Petrus Guido No, Kepala Dinas Pendidikan Ende mengatakan, mereka berterima kasih atas kepedulian Taman Bacaan Pelangi terhadap kualitas pendidikan anak-anak di Ende.

“Memang akses buku di daerah kami masih sulit dan masih banyak sekolah-sekolah yang tidak memiliki perpustakaan,” katanya.

Situasi di dalam salah satu perpustakaan yang didirikan Taman Bacaan Pelang di Ende. (Foto: Taman Bacaan Pelangi)

“Kalaupun ada, hanya gedungnya saja, buku-buku dan sistemnya belum ada.

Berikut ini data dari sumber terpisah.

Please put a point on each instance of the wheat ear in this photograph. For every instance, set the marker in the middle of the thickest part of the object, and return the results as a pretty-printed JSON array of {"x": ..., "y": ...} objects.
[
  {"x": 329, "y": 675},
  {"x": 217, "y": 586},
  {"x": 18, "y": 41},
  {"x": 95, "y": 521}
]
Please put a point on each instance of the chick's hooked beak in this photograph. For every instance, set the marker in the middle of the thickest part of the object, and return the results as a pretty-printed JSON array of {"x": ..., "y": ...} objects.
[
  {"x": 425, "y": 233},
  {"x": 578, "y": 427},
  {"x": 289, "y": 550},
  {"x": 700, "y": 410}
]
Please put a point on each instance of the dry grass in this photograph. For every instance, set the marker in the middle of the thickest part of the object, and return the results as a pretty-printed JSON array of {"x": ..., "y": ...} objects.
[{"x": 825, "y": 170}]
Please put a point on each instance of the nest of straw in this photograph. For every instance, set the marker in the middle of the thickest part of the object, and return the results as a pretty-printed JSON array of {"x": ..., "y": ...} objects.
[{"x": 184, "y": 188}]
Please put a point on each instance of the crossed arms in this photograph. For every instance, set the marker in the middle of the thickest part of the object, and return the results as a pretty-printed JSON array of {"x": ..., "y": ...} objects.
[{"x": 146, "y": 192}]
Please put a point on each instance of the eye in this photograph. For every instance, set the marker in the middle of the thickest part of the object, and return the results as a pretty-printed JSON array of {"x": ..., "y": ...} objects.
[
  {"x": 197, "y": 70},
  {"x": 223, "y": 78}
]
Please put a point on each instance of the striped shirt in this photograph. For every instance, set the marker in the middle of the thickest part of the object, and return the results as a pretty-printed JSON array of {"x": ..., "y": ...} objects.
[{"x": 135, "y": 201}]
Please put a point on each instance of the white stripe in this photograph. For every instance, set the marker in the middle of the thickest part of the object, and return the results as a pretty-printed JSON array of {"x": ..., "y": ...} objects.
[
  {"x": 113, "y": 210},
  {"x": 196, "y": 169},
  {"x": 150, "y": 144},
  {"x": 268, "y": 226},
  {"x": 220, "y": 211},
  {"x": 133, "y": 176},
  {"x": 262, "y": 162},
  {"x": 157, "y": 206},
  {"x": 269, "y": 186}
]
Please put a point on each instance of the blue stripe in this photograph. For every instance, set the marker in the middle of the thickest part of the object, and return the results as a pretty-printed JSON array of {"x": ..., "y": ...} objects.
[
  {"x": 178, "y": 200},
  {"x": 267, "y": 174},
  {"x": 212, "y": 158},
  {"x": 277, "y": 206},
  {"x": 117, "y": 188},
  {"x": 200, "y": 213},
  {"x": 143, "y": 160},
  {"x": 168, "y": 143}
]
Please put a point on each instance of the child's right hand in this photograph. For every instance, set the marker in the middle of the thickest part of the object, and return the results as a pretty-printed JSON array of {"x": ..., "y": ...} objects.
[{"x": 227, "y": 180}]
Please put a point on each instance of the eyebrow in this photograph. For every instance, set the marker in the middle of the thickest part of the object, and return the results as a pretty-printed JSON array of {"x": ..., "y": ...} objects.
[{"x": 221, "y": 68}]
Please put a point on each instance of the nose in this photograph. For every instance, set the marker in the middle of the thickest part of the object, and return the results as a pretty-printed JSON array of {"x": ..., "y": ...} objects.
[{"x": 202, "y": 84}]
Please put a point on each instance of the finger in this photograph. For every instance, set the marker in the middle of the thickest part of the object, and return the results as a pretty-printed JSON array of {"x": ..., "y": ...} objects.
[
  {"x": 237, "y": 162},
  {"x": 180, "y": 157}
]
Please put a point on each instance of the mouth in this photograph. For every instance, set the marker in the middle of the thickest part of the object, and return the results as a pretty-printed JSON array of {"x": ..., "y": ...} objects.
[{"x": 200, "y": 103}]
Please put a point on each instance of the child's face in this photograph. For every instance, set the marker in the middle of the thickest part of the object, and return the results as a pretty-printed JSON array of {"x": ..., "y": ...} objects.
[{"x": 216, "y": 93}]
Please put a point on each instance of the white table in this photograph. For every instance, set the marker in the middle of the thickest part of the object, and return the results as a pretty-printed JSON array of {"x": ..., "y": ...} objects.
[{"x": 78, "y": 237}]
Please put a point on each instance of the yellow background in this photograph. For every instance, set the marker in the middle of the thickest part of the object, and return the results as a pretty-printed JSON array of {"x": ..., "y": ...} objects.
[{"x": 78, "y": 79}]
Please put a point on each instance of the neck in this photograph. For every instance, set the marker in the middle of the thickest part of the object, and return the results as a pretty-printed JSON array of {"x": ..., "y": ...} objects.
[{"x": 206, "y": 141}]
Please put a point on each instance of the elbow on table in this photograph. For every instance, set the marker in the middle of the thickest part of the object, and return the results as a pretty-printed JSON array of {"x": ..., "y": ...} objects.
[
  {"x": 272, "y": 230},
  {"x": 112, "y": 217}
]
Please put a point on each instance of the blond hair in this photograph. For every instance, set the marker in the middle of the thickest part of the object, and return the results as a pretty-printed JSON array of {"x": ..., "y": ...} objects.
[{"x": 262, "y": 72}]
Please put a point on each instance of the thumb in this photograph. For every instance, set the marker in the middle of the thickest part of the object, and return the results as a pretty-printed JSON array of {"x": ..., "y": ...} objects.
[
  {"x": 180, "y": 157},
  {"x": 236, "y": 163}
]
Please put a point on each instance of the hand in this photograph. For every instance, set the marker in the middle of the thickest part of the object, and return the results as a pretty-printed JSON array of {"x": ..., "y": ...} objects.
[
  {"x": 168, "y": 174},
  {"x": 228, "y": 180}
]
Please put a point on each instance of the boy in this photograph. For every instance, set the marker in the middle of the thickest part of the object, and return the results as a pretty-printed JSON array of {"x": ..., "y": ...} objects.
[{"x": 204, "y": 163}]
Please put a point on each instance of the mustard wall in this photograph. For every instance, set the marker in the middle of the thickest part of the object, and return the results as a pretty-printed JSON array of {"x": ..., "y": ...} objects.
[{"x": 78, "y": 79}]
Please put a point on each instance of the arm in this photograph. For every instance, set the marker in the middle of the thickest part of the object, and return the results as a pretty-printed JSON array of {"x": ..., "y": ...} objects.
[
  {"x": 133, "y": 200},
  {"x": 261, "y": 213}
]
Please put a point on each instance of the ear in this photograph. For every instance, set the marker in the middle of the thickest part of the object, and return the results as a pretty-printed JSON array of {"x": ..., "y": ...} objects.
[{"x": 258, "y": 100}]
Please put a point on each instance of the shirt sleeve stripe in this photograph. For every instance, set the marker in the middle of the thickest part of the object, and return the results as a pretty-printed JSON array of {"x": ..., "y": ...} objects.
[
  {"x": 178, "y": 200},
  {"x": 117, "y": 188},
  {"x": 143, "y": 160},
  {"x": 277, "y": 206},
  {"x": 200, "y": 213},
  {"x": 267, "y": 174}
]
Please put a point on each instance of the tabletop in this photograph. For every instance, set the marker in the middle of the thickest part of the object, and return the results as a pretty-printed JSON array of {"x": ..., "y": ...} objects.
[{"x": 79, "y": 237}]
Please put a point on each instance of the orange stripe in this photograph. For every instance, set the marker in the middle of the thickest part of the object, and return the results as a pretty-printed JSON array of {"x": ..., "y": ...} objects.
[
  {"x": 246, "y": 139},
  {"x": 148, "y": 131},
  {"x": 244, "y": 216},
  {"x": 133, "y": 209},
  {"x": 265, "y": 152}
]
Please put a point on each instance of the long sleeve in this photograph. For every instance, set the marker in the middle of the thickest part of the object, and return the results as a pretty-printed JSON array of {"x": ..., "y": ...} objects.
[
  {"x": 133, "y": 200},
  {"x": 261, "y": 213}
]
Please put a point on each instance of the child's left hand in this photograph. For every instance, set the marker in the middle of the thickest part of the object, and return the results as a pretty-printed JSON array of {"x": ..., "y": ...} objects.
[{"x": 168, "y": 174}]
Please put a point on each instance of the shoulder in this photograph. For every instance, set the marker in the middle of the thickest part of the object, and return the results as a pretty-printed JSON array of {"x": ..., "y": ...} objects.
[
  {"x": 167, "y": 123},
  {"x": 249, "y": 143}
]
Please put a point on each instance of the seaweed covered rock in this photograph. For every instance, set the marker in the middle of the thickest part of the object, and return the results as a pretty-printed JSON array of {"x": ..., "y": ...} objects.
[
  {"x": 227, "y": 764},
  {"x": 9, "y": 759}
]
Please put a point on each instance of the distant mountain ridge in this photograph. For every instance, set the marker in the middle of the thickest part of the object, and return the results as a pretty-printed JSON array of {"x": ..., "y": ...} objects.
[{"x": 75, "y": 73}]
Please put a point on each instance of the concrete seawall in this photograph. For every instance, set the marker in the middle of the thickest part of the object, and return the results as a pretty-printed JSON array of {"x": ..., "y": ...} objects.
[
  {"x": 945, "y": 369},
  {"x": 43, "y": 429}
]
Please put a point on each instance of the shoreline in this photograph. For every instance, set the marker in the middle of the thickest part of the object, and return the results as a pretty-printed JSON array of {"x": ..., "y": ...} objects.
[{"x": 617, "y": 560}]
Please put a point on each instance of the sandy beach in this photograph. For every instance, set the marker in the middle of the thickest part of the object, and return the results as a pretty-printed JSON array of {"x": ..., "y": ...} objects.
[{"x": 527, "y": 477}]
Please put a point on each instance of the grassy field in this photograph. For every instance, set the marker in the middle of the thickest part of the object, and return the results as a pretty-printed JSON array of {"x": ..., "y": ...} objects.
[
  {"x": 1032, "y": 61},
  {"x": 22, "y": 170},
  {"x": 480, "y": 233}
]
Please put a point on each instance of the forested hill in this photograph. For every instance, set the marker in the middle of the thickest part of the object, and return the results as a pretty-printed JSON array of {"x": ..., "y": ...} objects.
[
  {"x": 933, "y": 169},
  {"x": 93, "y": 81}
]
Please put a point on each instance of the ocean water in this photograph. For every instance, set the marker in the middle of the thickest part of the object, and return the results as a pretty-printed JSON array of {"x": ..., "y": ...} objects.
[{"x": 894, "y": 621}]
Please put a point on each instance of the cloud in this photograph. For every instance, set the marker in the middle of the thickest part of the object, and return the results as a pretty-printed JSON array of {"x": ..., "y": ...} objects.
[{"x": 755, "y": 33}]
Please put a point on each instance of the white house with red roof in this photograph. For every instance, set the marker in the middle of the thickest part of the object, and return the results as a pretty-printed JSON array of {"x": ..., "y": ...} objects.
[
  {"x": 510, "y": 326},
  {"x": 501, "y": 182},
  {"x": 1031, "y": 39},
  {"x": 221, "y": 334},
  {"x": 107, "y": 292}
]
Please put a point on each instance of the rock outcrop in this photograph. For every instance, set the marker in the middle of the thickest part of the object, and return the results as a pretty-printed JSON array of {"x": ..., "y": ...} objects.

Kerjasama dengan Taman Bacaan Pelangi ini sangat membantu kami,” lanjutnya.

Ia menjelaskan, para guru memuji perpustakaan yang telah didirikan.

“Mereka sangat bangga,” katanya, apalagi lanjut dia, “para guru juga diberikan pelatihan tentang pengelolaan perpustakaan dan teknik membuat anak jadi suka membaca, sehingga kini kemampuan dan pengetahuan mereka pun bertambah.”

Nila menjelaskan, 18 perpustakaan itu akan menjadi perpustakaan model.

“Kami harap pemerintah daerah dapat mereplikasi model perpustakaan ini ke sekolah-sekolah lainnya di Ende dengan anggaran dana yang mereka miliki,” katanya.

“Dengan demikian, akan semakin banyak anak-anak di Ende yang dapat menikmati buku bacaan anak yang berkualitas dan terinspirasi untuk berani bermimpi besar,” lanjutnya.

Menurut Nila, dengan dibukanya 18 perpustakaan baru ini, maka total perpustakaan ramah anak yang telah didirikan oleh organisasinya sejak berdiri pada 2009 adalah 81 buah, yang tersebar di 15 pulau di Indonesia Timur, beberapa di antaranya Adalah di Lombok, Sumbawa, Sulawesi, Flores, Timor, Alor, Banda Neira, Halmahera Selatan dan Papua.

Jumlah terbanyak, kata dia, ada di Flores yang mencapai 51 buah.